Od tygodnia mamy jesień, więc zaczęliśmy akcję z budkami,plus przez to co w postach wyżej, oraz to, ze jesteśmy oboje przeziębieni zabrakło nam czasu i sił, i nie wysłaliśmy wszystkich paczek z bazarków

Nie mieliśmy tyle druków oraz folii bąbelkowej tak, aby paczki były dobrze zabezpieczone,a to co wysłaliśmy nadał Arek, a on jest tylko w weekendy w domu, więc 3 paczki ruszyły w sobotę. Resztę postaramy się nadać najszybciej jak tylko się nam uda.
Tydzień temu Iza przygotowała szopkę koło naszego domu, bo kotka sąsiadów z kamienicy obok- Maja- gdzieś się okociła.
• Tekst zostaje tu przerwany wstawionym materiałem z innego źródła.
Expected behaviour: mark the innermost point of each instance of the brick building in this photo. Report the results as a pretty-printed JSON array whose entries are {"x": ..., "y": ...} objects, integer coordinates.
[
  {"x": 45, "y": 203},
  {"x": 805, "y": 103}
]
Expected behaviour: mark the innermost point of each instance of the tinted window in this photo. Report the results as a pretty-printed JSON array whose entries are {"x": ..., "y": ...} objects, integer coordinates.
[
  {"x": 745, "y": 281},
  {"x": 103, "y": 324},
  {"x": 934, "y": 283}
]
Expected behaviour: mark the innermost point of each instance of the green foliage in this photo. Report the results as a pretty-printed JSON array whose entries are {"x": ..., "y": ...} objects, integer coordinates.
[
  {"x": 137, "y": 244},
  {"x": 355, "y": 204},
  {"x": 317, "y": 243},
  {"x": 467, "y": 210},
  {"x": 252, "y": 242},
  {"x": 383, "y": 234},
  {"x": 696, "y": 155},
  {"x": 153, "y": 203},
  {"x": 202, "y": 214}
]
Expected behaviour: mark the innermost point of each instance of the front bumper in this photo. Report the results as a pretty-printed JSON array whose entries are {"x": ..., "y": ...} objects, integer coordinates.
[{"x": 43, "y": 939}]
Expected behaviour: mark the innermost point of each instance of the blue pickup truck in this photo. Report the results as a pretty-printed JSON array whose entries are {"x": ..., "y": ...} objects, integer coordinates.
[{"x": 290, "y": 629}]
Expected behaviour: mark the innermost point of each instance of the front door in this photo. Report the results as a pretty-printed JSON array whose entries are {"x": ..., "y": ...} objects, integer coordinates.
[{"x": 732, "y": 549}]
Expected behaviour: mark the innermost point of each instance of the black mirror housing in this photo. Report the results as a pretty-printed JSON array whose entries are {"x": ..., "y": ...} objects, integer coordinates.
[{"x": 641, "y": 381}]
Kotka jest wychodząca, a nas oboje zapewniali, że wysterylizowana. Teraz kotka siedzi gdzieś w krzakach i przychodzi do nas po jedzenie.
Do tego musiałem Izie pomóc, bo Trzykrotka ma budkę w jerzynach i żeby tam dojść musieliśmy wyciąć metrowy pas jerzyn wzdłuż muru, na długości 10 metrów. Tę budkę wykorzystuje kotka jesienią, więc nie mieliśmy wyboru.
Iza targała też budki na bagna, zabezpieczała te, które tego wymagały.
Ja na terenie ROD przygotowałem działkę dla mamy i kociaków.
W terenie zielonym naprawiłem 1 domek/ karmnik. Musimy kupić banery reklamowe, bo zwykłe plandeki się rwą, a domki zabezpieczają jedzenie przed opadami i stanowią suche miejsce dla kotów, 2 są jeszcze do naprawy. U pani Doroty przeniosłem budki w inne miejsce, gdzie raczej będzie lepiej. Po za tym czeka nas oboje jeszcze sporo pracy.